Among the three categories described in Fig. 1, the neuroactive lipid-based cannabis-responsive biomarker LysoPE(18:1) was the only distinguishing factor in all 3 categories (ASD PRE/ASD PEAK, ASD PRE and ASD PEAK and TD/ASD PRE/ASD PEAK), which may indicate a partial impact of MC treatment on important ASD underlying conditions. Abnormal levels of LysoPE(18:1) detected in the hippocampus of rats were previously suggested as an indicator of postischemic cognitive impairment18. The endocannabinoid AEA was the only metabolite distinguishing factor in the categories ASD PRE/ASD PEAK and ASD PRE and ASD PEAK but not the TD group. AEA responds to MC similarly to all the other metabolites and overlapped at least 2 categories described in Fig. 1B by decreasing the large sample distribution range detected at PRE to the small distribution range obtained in the TD group. This tighter distribution at PEAK suggests down-regulation of the endocannabinoid AEA in response to cannabinoid treatment, potentially suggesting improved ECS tone. Our observations further support Di Marzo et al.19 in which repeated treatment with THC reduced the AEA biosynthetic precursor N-arachidonoylphosphatidylethanolamine (NArPE) content and signaling in the striatum of rats.

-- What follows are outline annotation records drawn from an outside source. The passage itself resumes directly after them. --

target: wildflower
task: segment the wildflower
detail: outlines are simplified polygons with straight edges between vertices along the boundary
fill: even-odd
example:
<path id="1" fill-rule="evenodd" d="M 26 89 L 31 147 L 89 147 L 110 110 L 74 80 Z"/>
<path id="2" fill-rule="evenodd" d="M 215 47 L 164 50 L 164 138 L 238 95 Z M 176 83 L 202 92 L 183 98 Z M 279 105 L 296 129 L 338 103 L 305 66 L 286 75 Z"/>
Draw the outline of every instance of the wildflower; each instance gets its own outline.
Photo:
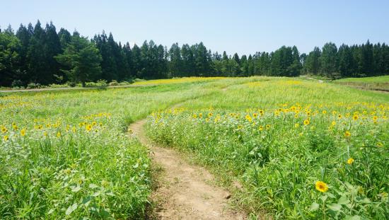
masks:
<path id="1" fill-rule="evenodd" d="M 25 135 L 25 128 L 23 128 L 23 129 L 21 130 L 21 135 L 22 137 L 24 137 Z"/>
<path id="2" fill-rule="evenodd" d="M 315 186 L 316 187 L 316 190 L 319 192 L 325 192 L 328 191 L 328 185 L 327 185 L 327 183 L 323 181 L 316 181 Z"/>

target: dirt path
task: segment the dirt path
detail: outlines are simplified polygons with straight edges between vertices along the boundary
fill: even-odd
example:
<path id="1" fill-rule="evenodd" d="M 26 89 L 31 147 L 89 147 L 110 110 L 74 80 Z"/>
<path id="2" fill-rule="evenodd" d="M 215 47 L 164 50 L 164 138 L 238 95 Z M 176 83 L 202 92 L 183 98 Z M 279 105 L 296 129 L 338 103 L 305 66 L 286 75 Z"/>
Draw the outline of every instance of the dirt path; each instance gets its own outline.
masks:
<path id="1" fill-rule="evenodd" d="M 190 165 L 174 150 L 148 141 L 143 129 L 146 120 L 132 124 L 129 129 L 151 151 L 154 163 L 163 173 L 152 195 L 158 201 L 160 219 L 245 219 L 240 212 L 228 207 L 228 192 L 209 184 L 211 174 L 204 168 Z"/>

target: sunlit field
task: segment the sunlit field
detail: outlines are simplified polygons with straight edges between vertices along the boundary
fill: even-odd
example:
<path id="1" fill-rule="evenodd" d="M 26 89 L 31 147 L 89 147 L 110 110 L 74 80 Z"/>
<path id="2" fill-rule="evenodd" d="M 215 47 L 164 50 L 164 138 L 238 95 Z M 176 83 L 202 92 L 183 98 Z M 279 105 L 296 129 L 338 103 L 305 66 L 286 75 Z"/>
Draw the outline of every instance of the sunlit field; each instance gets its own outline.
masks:
<path id="1" fill-rule="evenodd" d="M 149 137 L 205 166 L 250 216 L 389 216 L 389 95 L 291 78 L 0 96 L 0 216 L 144 219 Z M 1 93 L 0 93 L 1 95 Z"/>
<path id="2" fill-rule="evenodd" d="M 227 185 L 238 181 L 248 212 L 383 219 L 389 214 L 388 98 L 262 79 L 155 112 L 148 130 L 155 141 L 194 156 Z"/>

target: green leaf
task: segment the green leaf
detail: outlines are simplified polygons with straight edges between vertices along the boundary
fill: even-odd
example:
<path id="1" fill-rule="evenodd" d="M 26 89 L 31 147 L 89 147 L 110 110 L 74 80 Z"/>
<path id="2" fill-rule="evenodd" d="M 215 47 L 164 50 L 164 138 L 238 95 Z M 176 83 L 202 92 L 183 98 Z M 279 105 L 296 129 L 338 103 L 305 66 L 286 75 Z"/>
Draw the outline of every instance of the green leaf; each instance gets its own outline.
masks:
<path id="1" fill-rule="evenodd" d="M 92 197 L 87 197 L 82 200 L 82 204 L 83 204 L 86 207 L 88 207 L 89 205 L 89 203 L 91 203 L 91 199 Z"/>
<path id="2" fill-rule="evenodd" d="M 310 205 L 310 207 L 309 207 L 309 211 L 312 212 L 312 211 L 315 211 L 316 209 L 318 209 L 319 208 L 319 204 L 317 204 L 316 202 L 313 202 L 312 203 L 312 204 Z"/>
<path id="3" fill-rule="evenodd" d="M 74 204 L 69 206 L 67 208 L 66 211 L 65 212 L 65 214 L 66 216 L 69 216 L 69 214 L 71 214 L 71 212 L 73 212 L 73 211 L 76 210 L 77 209 L 77 207 L 78 207 L 78 205 L 77 205 L 76 203 L 74 203 Z"/>
<path id="4" fill-rule="evenodd" d="M 342 196 L 341 197 L 339 200 L 337 201 L 337 204 L 349 204 L 350 202 L 349 201 L 349 199 L 347 199 L 347 197 L 345 196 Z"/>
<path id="5" fill-rule="evenodd" d="M 360 220 L 360 219 L 361 219 L 361 216 L 357 215 L 354 215 L 353 216 L 346 216 L 346 217 L 344 217 L 344 220 Z"/>
<path id="6" fill-rule="evenodd" d="M 327 204 L 327 207 L 334 212 L 340 212 L 340 209 L 342 209 L 342 205 L 336 203 Z"/>
<path id="7" fill-rule="evenodd" d="M 79 185 L 77 185 L 76 187 L 72 187 L 71 192 L 77 192 L 81 190 L 81 187 Z"/>

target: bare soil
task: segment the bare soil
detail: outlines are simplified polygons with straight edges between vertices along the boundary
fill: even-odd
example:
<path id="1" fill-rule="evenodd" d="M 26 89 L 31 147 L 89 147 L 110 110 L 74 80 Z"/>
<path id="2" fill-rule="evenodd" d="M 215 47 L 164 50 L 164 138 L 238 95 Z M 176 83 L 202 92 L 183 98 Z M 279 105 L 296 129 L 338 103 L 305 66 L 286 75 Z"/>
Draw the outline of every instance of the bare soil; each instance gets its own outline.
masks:
<path id="1" fill-rule="evenodd" d="M 151 152 L 153 163 L 161 168 L 158 187 L 151 195 L 158 219 L 245 219 L 229 204 L 231 195 L 211 184 L 214 176 L 204 168 L 187 163 L 175 150 L 149 141 L 144 131 L 146 120 L 132 124 L 132 135 Z"/>

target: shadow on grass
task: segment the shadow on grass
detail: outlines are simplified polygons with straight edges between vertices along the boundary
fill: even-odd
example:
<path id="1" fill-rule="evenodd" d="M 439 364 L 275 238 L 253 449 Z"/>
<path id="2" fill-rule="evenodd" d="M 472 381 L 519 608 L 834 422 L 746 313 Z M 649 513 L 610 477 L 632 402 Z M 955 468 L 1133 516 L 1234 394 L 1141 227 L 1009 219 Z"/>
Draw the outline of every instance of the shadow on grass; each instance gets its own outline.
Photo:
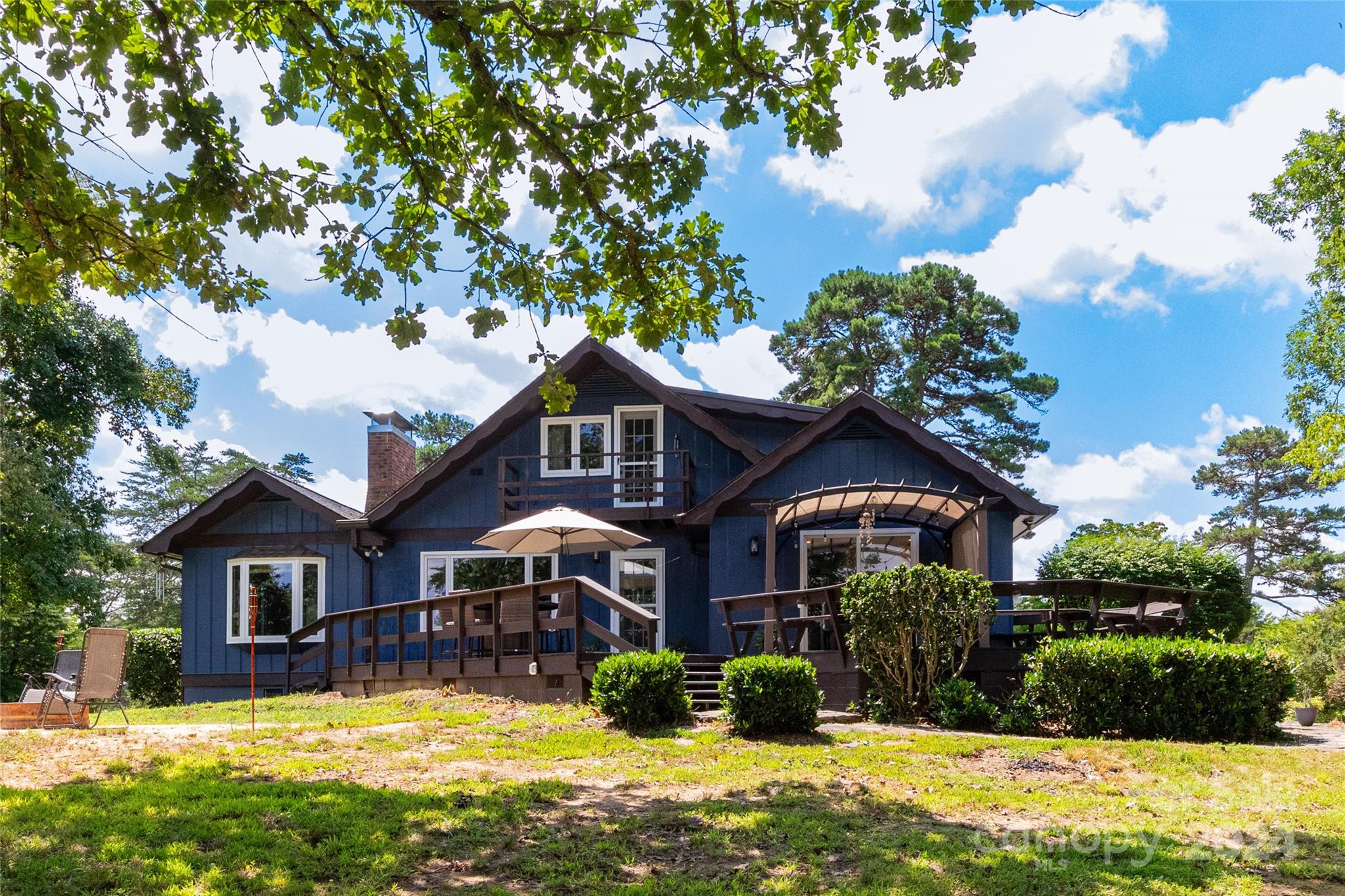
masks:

Within the unique metabolites obtained specifically in the ASD PRE/ASD PEAK or the ASD PRE and ASD PEAK category, only palmitoyl-carnitine, HBA, HVA and cortisol met the cannabis-responsive biomarker criteria previously reported (Siani-Rose et al.14, Supp 1), while all the others were identified in our previous study but did not meet the first criteria, namely present in 60% or more children14. For example, DHEA-S associated with aggression in psychiatric disorders20 was detected at high levels only in young adolescents (11–12 years old boys).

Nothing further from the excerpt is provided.